Vol. 5 No. 3 (2021)
Articles

Detection of Pancreatic Cancer using Faster Region Convolution Neural Network

Published 2021-12-30

Abstract

Pancreatic cancer is one of the most common malignant tumors of the digestive system. According to WHO more than 2 lakh people die annually because of pancreatic cancer. The highest incidence and mortality rates of pancreatic cancer are found in developed countries. Pancreatic cancer is a highly lethal disease, for which mortality closely parallels incidence. Most patients with pancreatic cancer remain asymptomatic until the disease reaches an advanced stage.

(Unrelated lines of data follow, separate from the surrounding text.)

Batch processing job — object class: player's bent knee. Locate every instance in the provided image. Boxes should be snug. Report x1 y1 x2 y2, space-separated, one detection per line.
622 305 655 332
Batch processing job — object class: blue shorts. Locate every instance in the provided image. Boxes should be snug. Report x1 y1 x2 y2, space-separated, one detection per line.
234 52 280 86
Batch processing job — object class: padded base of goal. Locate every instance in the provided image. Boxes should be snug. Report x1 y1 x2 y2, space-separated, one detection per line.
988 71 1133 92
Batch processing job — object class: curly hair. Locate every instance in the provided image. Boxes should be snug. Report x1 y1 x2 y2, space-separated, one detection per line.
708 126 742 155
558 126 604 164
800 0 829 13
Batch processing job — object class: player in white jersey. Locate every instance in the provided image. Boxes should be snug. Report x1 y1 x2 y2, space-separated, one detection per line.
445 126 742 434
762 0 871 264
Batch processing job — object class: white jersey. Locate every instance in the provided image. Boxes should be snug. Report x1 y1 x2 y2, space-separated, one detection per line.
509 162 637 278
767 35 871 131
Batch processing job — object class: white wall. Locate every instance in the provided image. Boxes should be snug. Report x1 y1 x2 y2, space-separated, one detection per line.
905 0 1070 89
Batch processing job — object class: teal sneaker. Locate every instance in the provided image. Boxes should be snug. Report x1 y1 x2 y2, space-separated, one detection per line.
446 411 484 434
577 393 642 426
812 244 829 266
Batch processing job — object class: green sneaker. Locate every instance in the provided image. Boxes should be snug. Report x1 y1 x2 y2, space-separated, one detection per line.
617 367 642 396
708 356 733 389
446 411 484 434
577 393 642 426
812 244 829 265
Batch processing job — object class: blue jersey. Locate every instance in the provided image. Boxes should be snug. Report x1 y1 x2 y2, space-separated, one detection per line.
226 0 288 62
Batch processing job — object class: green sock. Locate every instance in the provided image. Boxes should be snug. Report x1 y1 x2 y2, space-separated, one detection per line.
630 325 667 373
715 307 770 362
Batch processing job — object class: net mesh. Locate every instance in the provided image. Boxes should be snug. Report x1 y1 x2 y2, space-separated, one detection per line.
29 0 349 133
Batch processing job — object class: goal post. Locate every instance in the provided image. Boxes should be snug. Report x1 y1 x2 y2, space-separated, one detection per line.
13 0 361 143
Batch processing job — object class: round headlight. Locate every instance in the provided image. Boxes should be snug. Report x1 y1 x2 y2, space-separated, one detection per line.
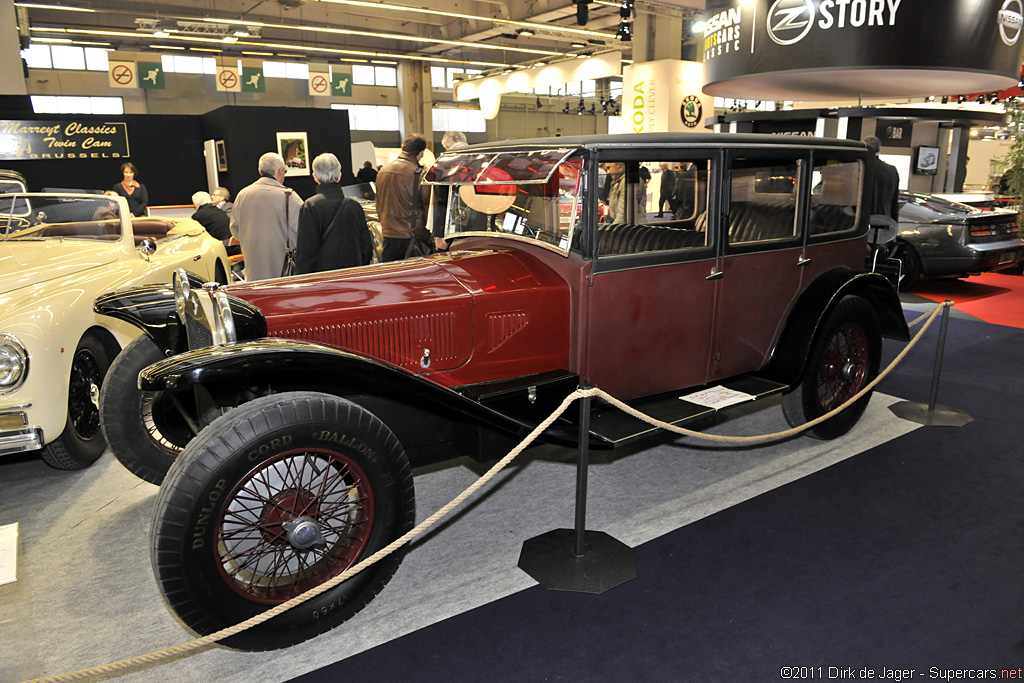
0 334 29 393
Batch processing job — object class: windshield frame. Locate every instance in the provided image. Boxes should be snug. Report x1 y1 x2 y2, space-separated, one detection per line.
0 193 130 244
430 152 592 256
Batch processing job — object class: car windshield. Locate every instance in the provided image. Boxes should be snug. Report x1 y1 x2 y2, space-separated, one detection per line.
0 194 121 241
429 150 583 253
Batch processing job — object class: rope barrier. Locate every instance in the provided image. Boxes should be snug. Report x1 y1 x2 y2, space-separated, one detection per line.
24 301 953 683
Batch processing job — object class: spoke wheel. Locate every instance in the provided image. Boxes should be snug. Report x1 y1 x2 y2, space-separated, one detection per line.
151 392 415 650
217 451 374 604
782 296 882 439
43 333 111 470
818 323 870 413
68 347 105 440
99 335 196 484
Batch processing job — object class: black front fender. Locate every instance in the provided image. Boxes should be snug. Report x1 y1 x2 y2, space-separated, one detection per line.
139 338 573 443
92 272 266 355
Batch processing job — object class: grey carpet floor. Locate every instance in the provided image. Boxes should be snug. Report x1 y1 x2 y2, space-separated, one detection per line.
0 393 916 683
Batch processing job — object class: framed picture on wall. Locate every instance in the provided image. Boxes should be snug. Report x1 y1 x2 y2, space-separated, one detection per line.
278 132 309 176
217 140 227 173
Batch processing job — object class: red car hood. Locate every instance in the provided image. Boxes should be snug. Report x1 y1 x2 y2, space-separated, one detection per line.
226 250 569 383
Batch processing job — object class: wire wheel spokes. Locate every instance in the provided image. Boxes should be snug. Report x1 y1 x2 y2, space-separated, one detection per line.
818 323 869 412
68 348 103 439
217 450 374 604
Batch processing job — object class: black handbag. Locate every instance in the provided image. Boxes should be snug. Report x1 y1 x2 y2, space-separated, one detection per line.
281 189 296 278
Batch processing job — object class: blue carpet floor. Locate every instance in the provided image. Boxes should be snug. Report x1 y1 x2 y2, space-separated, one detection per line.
286 318 1024 683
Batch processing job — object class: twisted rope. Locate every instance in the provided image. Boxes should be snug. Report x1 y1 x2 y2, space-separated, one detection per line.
25 302 952 683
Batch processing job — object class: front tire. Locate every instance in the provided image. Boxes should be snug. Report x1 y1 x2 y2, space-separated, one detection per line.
151 392 415 650
782 296 882 439
99 335 193 486
42 333 111 470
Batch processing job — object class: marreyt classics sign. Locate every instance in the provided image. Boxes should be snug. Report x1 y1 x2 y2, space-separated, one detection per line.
702 0 1024 99
0 120 128 161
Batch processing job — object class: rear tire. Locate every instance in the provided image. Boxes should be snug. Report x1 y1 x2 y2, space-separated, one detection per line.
893 242 922 292
151 392 415 650
99 335 193 486
42 333 111 470
782 296 882 439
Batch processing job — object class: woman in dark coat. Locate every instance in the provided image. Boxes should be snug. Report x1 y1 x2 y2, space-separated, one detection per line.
114 162 150 216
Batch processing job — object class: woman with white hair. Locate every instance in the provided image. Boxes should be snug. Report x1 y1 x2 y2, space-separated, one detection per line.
193 190 231 244
295 152 373 273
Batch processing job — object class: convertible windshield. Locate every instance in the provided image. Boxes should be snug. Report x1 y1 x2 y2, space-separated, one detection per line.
435 151 583 253
0 194 121 240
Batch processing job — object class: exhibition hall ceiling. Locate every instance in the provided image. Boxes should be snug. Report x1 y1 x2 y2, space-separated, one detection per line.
14 0 703 70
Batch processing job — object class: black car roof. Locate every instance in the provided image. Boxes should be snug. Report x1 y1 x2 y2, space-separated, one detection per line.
458 133 866 153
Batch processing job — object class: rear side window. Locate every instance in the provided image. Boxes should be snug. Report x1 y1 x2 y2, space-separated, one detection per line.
728 159 800 245
809 159 863 234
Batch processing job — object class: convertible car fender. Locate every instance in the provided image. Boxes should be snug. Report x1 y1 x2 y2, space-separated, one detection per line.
93 272 266 355
138 338 589 459
758 268 910 384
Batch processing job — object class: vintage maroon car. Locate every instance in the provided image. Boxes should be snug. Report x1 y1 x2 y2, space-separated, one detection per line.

There is no standard program for screening patients at high risk of pancreatic cancer (example, those with a family history of pancreatic cancer and chronic pancreatitis).  A known cause of pancreatic cancer is tobacco smoking. This risk factor is likely to explain some of the international variations and gender differences. One of the most affected cancer that predicted to be incurable are Pancreatic Cancer, which cannot be treated efficiently once identified, in most of the cases it found to be unpredictable as it lies in the abdomen region below the stomach. Therefore, the advancements in the medical research are trending towards the implementations of an automated systems which identifies the stages of cancer if affected and provide the better diagnosis and treatment if identified. Deep learning is one such area which extended its research towards medical imaging, which automates the process of diagnosing the problems of the patients when appended with the set of machines like CT/PET Scan systems. This study was performed to predict the affected areas in pancreas by deep learning techniques like CNN, allowing this system to read CT images correctly and make diagnosis of pancreatic cancer faster using faster region-based convolution network (Faster R-CNN) model with less outliers.